第3章 厄魔
どうする、逃げる…?いや、背を向けた途端飛びかかられたら死ぬかもしれない。幸いなのかは分からないけど化け物はたった1匹だ。…倒せる…?
私は刀の柄を握り深く深呼吸をした。相手の動きをよく見ろ。落ち着け、落ち着け…。
「グオォォオ!!」
再び咆哮した化け物が長い腕を振り上げて襲って来た。大丈夫、これなら避けられる。叩き付けるように降ろされた腕へすかさず刀を振り下ろす。ぼとりと落ちたそれは霧となって消滅した。…これなら怖くない!!
「よっと!」
横から薙ぎ払うように襲って来るもう一方の腕をジャンプで避け斬り払う。こうなってしまえば勝ちも同然だ。私は一気に化け物との距離を詰め腹から背へ向かい刀を通した。

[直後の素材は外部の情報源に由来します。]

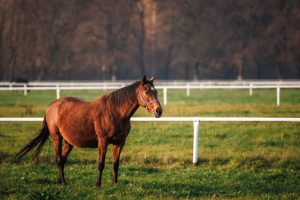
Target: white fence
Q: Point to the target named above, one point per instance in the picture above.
(195, 121)
(165, 89)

すると上半身と下半身で分裂したそれは奇声を上げながら霧散していく。刀を鞘に納め一息ついたその時。そう遠くない場所に人影が見えた。青みがかった綺麗な髪。腰には刀が有る。もしかして、武将…?だとしたらいいチャンスかもしれない。
思うが先にその人に駆け寄ると姿がはっきりと見えて来た。頭に……犬、みたいな耳がある?それに、右目に眼帯がある。この人はもしかして…。
「なるほど、お前が斥候が言っていた女か。」
「…貴方は?」
「俺たち人外を覚醒させる血を持っているのだろう。見せてみろ。」
「え……ちょっ、と!」
徐に手首を掴まれ身体を引かれる。咄嗟の事に判断が遅れ拒否する前に男に抱かれた。首元で小さく鼻が鳴り短く熱い吐息が触れ、びくりと肩が跳ねたその瞬間、細く鋭い牙が鎖骨近くの薄い皮膚を突き破った。
「っ、は……。」
「い、たっ……!」
一瞬で思考が固まった。味わったことの無い痛み。じゅっ、と血を吸われる音。噛み付かれた箇所から甘く痺れる感覚が怖い。突き飛ばす事も出来ず縋るように服を握った。

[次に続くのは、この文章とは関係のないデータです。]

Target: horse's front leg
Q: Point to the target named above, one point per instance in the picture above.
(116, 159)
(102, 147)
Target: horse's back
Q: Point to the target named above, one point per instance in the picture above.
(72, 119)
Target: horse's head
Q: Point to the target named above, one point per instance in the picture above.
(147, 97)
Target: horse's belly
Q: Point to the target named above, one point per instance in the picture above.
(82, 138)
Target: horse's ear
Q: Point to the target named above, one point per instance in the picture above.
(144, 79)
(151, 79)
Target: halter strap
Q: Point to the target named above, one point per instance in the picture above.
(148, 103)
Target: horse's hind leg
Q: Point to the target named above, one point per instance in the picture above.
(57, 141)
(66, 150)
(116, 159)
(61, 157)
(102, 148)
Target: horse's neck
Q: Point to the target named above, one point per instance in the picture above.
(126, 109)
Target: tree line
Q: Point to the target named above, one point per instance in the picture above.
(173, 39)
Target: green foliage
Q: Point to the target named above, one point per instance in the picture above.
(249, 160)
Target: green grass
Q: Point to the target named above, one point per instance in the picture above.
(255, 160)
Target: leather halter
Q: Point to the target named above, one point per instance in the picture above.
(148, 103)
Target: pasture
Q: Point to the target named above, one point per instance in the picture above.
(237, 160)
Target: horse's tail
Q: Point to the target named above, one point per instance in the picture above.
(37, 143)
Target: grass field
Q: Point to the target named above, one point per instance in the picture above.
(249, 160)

やがて唇が離れると熱い舌先が牙の突き付けられた箇所をなぞる。抱き竦められていた腕が解放されると、男の体が秀吉さんの時と同じように光り始める。
それが収まる頃にはその人の髪の色は鮮やかなグレーに変わった。
「…なるほど。確かに凄いな。」
何が何だか分からずただ首元の傷を抑える。まだ、ちょっとだけ痛い。その場に座り込み唖然とした顔で彼を見上げれば同じ目線になるよう屈みそっと手を握られる。